As reported by the Wall Street Journal: Competition in the U.S. wireless market has increased over the past year, but so have Americans' overall phone bills.
While carriers have trimmed the price of their plans here and there in recent months, billings per user continue to grow amid a shift to smartphones and a surge in wireless Internet use.
The results call into question the notion of a price war in the U.S. market. Rather than aggressively compete outright on price, carriers are tailoring their moves to accomplish other goals as well, like weaning customers off expensive smartphone subsidies and encouraging them to use more data.
T-Mobile US Inc. raised the cost of its core unlimited data plan on Friday.
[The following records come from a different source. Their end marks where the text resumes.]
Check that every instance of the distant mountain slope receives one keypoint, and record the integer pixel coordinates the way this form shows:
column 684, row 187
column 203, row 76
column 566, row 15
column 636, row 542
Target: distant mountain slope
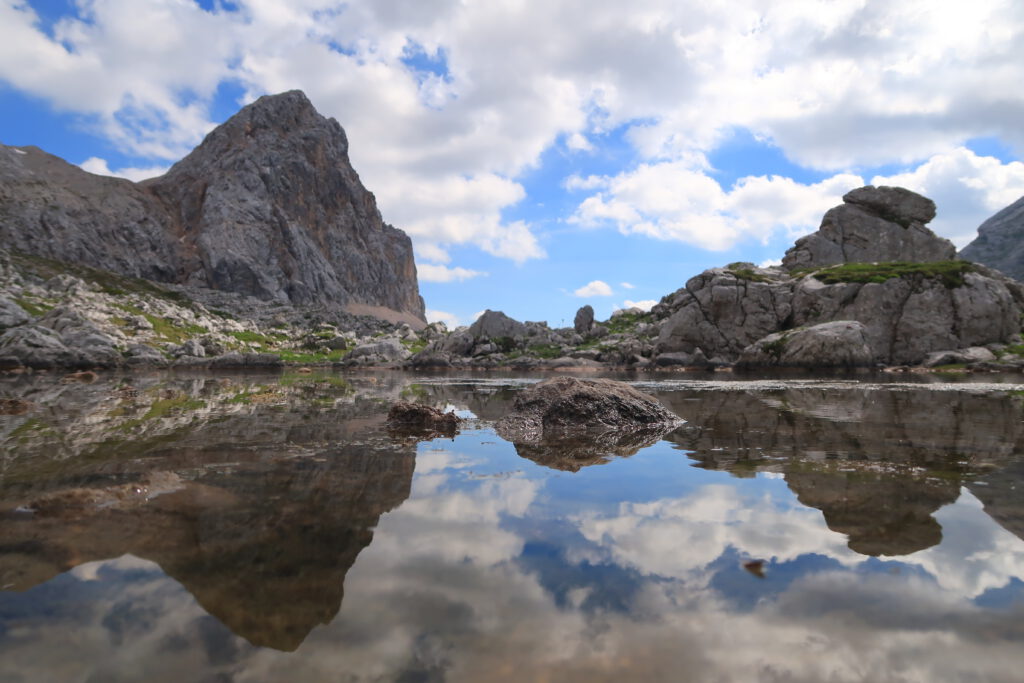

The carrier says it has been competing more effectively by doing away with subscriber "pain points" like service contracts and international data fees. But its executives have also been signaling that they don't plan to start a price war.
"When you really analyze a lot of the pricing moves that have been made, there has not been a significant repricing," Chief Financial Officer Braxton Carter said at a Morgan Stanley conference last week.
To be sure, subscribers can find deals that weren't available before. AT&T Inc. on Saturday said it will cut the price of plans offering unlimited voice and text with two gigabytes of wireless Internet use by $15. A subscriber who brings or buys his own phone can pay as little as $65 a month, about 19% less than previously.
Last month, Verizon Communications Inc. raised the wireless-data allotments on similar plans, effectively lowering their cost. T-Mobile made that same adjustment to its tiered data plans on Friday, even as it raised the price of its unlimited plan by $10 to $80 a month for a single user.
Still, billings for the industry's lucrative postpaid customers are continuing to rise.
Average monthly revenue per postpaid customer across the industry rose 2.2% to $61.15 in the fourth quarter, according to New Street Research. That is up more than $5 per user from the first quarter of 2010, when the same measure was at $55.80.
New Street's data adjusts for the fact that T-Mobile generally doesn't subsidize phone purchases. In the past, carriers would pay hundreds of dollars of the cost of new phones then recover it over the life of a two-year contract by adding it into subscribers' bills.
With that embedded subsidy gone, monthly service fees are lower. Customers aren't actually turning over less money, however, because they typically now pay off their phones in monthly installments using carrier financing plans. Mr. Carter, the T-Mobile CFO, said in an interview last month that the total amount the carrier is collecting from its customers on average has gone up.
The high cost of smartphones and data plans means Americans are on average spending more every month on their phones.